Tuesday, December 4, 2007

History

http://www.nytimes.com/2007/10/07/opinion/07meacham.html?em

"Thomas Jefferson said that his bill for religious liberty in Virginia was "meant to comprehend, within the mantle of its protection, the Jew and the Gentile, the Christian and the Mahometan, the Hindu, and infidel of every denomination." When George Washington was inaugurated in New York in April 1789, Gershom Seixas, the hazan of Shearith Israel, was listed among the city's clergymen (there were 14 in New York at the time), a sign of acceptance and respect. The next year, Washington wrote the Hebrew Congregation of Newport, R.I., saying, "happily the government of the United States ... gives to bigotry no sanction, to persecution no assistance. ... Everyone shall sit in safety under his own vine and fig tree, and there shall be none to make him afraid."

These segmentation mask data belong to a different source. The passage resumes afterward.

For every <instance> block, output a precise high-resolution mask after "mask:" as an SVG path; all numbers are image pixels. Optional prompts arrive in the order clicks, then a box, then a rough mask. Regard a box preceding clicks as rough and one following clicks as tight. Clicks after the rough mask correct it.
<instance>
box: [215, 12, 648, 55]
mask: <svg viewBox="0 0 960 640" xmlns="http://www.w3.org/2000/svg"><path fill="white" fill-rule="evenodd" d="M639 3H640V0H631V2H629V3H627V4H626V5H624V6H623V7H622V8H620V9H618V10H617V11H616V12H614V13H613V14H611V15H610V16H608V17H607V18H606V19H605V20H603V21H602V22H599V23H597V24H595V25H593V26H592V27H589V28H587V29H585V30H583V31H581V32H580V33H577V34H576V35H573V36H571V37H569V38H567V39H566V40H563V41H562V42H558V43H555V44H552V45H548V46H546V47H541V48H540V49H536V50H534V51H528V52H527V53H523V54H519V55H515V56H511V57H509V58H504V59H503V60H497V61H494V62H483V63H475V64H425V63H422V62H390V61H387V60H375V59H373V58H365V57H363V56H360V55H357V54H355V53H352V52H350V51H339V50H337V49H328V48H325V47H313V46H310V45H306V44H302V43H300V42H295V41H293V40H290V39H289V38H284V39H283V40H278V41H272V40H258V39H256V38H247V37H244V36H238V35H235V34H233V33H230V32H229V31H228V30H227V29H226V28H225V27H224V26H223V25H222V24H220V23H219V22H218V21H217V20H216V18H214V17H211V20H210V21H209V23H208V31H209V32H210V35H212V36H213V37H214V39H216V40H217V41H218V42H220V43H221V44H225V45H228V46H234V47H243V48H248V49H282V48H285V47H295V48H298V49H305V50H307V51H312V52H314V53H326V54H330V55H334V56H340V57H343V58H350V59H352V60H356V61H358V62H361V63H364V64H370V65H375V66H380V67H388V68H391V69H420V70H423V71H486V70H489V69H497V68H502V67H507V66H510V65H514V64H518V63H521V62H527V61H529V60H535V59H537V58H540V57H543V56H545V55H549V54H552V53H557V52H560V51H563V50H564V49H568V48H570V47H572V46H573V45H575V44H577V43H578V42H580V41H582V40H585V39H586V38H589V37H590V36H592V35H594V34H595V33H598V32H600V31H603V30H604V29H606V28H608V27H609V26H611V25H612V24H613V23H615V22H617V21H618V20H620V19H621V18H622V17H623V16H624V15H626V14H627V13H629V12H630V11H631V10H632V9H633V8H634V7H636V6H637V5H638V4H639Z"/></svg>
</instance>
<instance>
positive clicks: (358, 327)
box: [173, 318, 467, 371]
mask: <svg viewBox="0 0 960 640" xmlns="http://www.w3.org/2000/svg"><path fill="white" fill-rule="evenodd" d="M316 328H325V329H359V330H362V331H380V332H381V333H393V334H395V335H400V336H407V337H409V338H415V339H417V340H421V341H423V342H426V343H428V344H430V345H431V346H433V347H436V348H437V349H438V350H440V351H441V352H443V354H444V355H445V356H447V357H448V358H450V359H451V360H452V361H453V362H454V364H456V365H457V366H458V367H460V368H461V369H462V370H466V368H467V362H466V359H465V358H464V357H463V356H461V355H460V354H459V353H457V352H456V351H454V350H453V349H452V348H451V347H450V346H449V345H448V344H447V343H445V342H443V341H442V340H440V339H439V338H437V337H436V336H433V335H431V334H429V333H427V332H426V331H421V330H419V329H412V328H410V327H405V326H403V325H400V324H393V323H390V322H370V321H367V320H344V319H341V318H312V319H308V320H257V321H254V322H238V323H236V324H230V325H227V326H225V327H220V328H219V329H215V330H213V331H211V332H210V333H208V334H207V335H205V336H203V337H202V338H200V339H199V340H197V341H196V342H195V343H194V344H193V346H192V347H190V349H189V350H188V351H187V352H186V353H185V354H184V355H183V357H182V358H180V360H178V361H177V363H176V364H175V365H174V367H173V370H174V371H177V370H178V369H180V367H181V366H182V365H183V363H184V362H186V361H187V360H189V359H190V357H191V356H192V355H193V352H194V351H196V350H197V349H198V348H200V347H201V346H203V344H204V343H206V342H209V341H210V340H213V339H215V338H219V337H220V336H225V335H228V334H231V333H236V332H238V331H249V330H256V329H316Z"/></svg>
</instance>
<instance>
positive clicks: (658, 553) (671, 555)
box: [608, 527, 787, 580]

"Andrew Jackson resisted bids in the 1820s to form a "Christian party in politics." Abraham Lincoln buried a proposed "Christian amendment" to the Constitution to declare the nation's fealty to Jesus. Theodore Roosevelt defended William Howard Taft, a Unitarian, from religious attacks by supporters of William Jennings Bryan."

Today, Americans are stupider than ever. There is gross misinformation about America's history of religious tolerance, and its struggle for religiously neutral government. But history shows that this is nothing new. Indeed, the most natural form of human governance is the theological dictatorship. America's great experiment is to go a different direction. But it is a unending struggle. Citizens are fighting to give up freedoms, individuality and privacy, and to create a "Christian" police state in America. And it is an ironic price of freedom that they must be allowed to continue their struggle, just as others struggle against them. Preserving freedom is not easy in a nation founded on a principle of government by the people.